Because some patients contributed both eyes to the analysis, a generalized linear mixed model (GLMM) with patient ID as a random effect was used as the primary analytical approach to account for within-patient correlation. Given the limited number of contamination events, we primarily performed univariable analyses. Odds ratios (ORs) with 95% confidence intervals (CIs) were calculated, and p values < 0.05 were considered statistically significant.

Results

A total of 101 eyes underwent PPV during the study period. Five eyes were excluded from analysis owing to criteria (traumatic globe rupture, 3 eyes; bacterial blebitis, 2 eyes). Therefore, 96 eyes from 86 patients were analyzed, 10 patients underwent bilateral surgery with both eyes included.

Patient and clinical characteristics are shown in Table 1. Mean age was 64.7 ± 17.4 years. Thirty-three eyes were in men. Laterality was left in 44. The most common indications for PPV were rhegmatogenous retinal detachment (22 eyes), lens-related complications (19 eyes), proliferative diabetic retinopathy (16 eyes), and proliferative vitreoretinopathy (12 eyes).
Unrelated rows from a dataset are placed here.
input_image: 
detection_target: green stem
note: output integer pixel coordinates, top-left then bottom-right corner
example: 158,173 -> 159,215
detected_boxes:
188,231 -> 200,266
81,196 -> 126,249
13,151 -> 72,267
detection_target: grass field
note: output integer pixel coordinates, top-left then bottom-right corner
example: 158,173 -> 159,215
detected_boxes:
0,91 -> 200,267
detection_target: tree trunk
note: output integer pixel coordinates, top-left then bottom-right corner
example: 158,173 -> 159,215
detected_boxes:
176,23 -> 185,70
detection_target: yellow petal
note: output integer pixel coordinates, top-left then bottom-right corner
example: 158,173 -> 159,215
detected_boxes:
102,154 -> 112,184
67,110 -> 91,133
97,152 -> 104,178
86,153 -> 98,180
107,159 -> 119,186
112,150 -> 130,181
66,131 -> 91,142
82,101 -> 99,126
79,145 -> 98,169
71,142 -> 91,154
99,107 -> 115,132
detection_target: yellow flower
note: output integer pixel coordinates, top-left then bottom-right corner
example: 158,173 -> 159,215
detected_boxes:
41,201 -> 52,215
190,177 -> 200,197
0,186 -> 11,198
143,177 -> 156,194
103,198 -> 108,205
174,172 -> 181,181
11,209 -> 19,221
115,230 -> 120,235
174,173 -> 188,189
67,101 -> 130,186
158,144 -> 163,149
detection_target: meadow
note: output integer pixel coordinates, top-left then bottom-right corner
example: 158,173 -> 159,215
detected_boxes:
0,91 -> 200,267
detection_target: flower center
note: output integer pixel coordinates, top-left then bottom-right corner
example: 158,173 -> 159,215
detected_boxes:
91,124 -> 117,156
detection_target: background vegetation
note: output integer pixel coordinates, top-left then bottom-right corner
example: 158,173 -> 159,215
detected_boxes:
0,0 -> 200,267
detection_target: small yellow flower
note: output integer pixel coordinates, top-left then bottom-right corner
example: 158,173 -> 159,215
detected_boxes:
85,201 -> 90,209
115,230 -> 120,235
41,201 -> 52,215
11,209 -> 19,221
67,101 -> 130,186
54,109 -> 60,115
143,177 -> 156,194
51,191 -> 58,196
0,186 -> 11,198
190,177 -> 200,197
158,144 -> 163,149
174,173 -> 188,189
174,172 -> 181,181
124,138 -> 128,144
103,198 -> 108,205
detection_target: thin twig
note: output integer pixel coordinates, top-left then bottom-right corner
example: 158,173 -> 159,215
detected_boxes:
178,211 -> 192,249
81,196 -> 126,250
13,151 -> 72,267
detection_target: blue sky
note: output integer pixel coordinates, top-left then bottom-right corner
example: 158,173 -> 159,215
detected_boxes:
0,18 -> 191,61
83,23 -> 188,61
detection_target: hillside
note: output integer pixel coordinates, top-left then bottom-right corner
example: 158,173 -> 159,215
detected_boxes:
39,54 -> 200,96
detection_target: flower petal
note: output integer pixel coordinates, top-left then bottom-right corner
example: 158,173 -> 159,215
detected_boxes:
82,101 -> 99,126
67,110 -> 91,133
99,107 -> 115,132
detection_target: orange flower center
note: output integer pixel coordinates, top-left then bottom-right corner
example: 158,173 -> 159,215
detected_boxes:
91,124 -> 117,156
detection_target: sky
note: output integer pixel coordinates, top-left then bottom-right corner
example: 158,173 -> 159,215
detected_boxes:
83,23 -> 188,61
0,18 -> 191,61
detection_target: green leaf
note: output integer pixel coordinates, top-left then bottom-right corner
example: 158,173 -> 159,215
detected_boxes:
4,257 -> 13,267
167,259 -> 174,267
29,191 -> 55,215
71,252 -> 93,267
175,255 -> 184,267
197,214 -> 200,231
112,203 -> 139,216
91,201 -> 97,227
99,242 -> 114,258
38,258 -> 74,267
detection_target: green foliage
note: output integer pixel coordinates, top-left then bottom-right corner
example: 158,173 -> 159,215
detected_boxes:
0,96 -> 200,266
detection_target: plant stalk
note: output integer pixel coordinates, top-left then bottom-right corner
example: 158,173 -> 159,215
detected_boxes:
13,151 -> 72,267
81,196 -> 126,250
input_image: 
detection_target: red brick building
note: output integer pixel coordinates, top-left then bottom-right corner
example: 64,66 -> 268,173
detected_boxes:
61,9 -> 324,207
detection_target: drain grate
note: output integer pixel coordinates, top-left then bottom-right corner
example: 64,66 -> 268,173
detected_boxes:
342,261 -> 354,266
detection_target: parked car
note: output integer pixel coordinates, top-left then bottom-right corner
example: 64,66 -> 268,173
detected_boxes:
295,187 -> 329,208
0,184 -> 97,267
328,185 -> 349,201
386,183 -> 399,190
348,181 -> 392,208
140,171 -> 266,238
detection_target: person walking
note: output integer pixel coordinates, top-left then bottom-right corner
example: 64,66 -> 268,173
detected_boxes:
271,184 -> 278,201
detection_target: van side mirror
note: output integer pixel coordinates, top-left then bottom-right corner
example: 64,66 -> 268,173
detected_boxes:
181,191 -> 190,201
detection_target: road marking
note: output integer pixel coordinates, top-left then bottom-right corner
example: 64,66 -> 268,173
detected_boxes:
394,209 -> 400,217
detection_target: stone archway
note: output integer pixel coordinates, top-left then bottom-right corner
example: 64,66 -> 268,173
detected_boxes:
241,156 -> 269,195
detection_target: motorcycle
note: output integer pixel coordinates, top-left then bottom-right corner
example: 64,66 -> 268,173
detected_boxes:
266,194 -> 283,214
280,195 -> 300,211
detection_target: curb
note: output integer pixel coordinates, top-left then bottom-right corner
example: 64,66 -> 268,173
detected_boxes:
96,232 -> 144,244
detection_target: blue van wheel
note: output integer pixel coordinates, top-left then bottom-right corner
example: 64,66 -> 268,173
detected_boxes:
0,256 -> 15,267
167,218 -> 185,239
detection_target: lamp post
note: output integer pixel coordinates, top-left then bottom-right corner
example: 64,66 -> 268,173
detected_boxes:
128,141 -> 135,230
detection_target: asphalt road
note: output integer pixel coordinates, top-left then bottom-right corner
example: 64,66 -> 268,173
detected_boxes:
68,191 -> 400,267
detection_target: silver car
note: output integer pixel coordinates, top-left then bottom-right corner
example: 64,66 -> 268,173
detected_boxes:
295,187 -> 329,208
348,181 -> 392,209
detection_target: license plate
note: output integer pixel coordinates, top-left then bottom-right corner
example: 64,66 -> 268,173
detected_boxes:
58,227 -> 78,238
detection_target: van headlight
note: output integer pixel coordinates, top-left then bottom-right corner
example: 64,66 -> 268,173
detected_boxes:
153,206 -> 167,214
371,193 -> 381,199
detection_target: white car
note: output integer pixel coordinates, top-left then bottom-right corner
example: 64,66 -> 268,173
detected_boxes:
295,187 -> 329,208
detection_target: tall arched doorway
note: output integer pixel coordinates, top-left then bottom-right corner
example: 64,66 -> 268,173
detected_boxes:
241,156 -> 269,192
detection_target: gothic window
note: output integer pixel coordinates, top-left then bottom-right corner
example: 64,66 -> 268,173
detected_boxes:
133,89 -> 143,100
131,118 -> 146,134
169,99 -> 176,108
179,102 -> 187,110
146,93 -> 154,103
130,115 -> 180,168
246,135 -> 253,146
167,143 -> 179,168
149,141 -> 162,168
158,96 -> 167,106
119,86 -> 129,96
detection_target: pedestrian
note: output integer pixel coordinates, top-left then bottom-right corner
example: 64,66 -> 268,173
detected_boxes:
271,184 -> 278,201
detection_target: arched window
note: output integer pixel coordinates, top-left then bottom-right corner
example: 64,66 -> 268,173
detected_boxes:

Thirty-three eyes underwent simultaneous phacoemulsification. The mean operation time was 69.4 ± 33.7 minutes. Nineteen eyes underwent standard three-port vitrectomy, whereas 77 eyes underwent four-port vitrectomy with chandelier illumination. Postoperative endophthalmitis did not occur within the 2-month follow-up period. Concomitant medical conditions included hypertension in 40 patients, diabetes mellitus in 29, and atopic dermatitis in 2; some patients had multiple comorbidities. Although 3 patients had a history of gastrointestinal cancer and 1 had a history of thyroid cancer, none were receiving chemotherapy. Eighty-five eyes (88.5%) received a prophylactic fluoroquinolone (LVFX in 61; MFLX in 24) before surgery. The remaining 11 eyes did not receive prophylaxis due to the emergency nature of the surgeries. Contamination was observed in 6 of 83 cases (7.2%) among surgeons with ≥5 years of experience, compared with 1 of 13 cases (7.7%) among those with <5 years of experience. (Table 1)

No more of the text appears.